Reaksi langsung terhadap pembantaian tersebut adalah serangan udara oleh pesawat tempur, yang telah diperkirakan dan telah siap dihadapi oleh para pemberontak.
Tapi masalah di Sinai jauh lebih kompleks daripada kebijakan al-Sisi, yang justru semakin merusak. Sinai telah lama terbengkalai dan terpinggirkan. Generasi mudanya sangat marah karena industri minyak dan pariwisata hanya memberi manfaat sedikit bagi masyarakat lokal atau bahkan tidak bermanfaat.
Dengan demikian, ISIS yang sekarang tersebar di Sinai melihat Mesir pada umumnya dan Sinai khususnya sebagai tanah subur untuk menyebarkan pengaruhnya. Kebijakan penekanan kepada kelompok garis keras hampir tidak bisa menjadikan Sinai menjadi lebih baik. Pandangan objektif beberapa dekade terakhir Sinai menunjukkan bahwa kemungkinan pendekatan yang digunakan al-Sisi sama sekali tidak bekerja.

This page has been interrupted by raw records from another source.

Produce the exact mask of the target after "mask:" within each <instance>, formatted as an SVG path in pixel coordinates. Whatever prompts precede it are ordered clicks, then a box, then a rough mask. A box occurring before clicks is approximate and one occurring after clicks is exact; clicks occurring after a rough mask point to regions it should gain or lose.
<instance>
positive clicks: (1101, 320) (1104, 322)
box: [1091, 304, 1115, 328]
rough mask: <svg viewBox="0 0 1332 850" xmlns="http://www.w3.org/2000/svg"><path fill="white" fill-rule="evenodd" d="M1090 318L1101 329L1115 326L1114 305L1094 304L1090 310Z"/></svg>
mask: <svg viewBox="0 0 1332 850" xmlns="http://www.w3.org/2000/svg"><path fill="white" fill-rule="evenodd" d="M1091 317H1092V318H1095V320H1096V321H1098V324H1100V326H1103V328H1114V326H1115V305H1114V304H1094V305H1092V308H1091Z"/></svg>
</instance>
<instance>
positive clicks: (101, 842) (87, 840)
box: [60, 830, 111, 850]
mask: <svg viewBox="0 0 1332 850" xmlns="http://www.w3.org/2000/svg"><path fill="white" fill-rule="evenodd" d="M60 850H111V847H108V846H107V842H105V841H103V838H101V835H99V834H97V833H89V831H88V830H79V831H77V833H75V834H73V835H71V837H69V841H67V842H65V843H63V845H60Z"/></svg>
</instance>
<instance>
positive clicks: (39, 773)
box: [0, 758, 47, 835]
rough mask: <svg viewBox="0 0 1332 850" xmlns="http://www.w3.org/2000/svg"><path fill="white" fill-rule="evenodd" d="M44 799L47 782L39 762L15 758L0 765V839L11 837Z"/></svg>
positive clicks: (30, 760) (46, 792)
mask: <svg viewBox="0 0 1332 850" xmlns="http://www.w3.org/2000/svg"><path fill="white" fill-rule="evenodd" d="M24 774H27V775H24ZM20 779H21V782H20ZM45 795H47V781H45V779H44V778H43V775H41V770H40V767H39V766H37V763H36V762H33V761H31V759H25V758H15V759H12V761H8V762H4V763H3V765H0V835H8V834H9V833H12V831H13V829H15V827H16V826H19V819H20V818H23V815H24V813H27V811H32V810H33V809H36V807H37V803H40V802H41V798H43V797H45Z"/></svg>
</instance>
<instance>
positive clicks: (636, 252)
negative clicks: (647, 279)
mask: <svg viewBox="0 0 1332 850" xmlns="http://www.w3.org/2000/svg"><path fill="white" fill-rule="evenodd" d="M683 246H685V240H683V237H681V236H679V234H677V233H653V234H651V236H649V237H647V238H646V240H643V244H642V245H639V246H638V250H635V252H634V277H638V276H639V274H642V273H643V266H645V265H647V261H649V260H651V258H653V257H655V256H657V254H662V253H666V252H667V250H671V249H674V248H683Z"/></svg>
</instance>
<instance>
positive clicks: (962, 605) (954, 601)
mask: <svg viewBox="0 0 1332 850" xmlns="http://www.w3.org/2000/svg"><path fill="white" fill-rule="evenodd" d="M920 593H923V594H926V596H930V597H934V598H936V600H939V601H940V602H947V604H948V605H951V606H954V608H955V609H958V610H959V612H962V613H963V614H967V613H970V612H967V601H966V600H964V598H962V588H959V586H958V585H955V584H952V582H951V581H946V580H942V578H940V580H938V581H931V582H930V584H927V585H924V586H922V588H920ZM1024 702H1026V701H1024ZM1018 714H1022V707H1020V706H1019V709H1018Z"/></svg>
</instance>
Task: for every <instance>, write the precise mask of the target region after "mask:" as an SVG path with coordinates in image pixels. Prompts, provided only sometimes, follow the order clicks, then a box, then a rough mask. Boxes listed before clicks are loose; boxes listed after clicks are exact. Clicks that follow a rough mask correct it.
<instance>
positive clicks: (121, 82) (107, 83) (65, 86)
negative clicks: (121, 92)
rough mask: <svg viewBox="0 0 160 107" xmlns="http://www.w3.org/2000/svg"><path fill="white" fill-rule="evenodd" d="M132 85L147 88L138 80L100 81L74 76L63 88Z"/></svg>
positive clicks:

Jadi perbandingannya bekerja terbalik. Bagi al-Sisi, atau Trump dalam skala yang jauh lebih besar. Ini mungkin masih menjadi tahap awal era Perang Trump. Peningkatan ekses terburuk pasca 9/11, seperti penahanan di tempat-tempat rahasia dan juga siksaan, dapat diperkirakan sebagai masalah berlipat ganda. Indikasi yang jelas bahwa gagasan baru terhadap masalah ini masih langka. Semuanya baru memberi solusi pada permukaan dan menafikan akar masalah.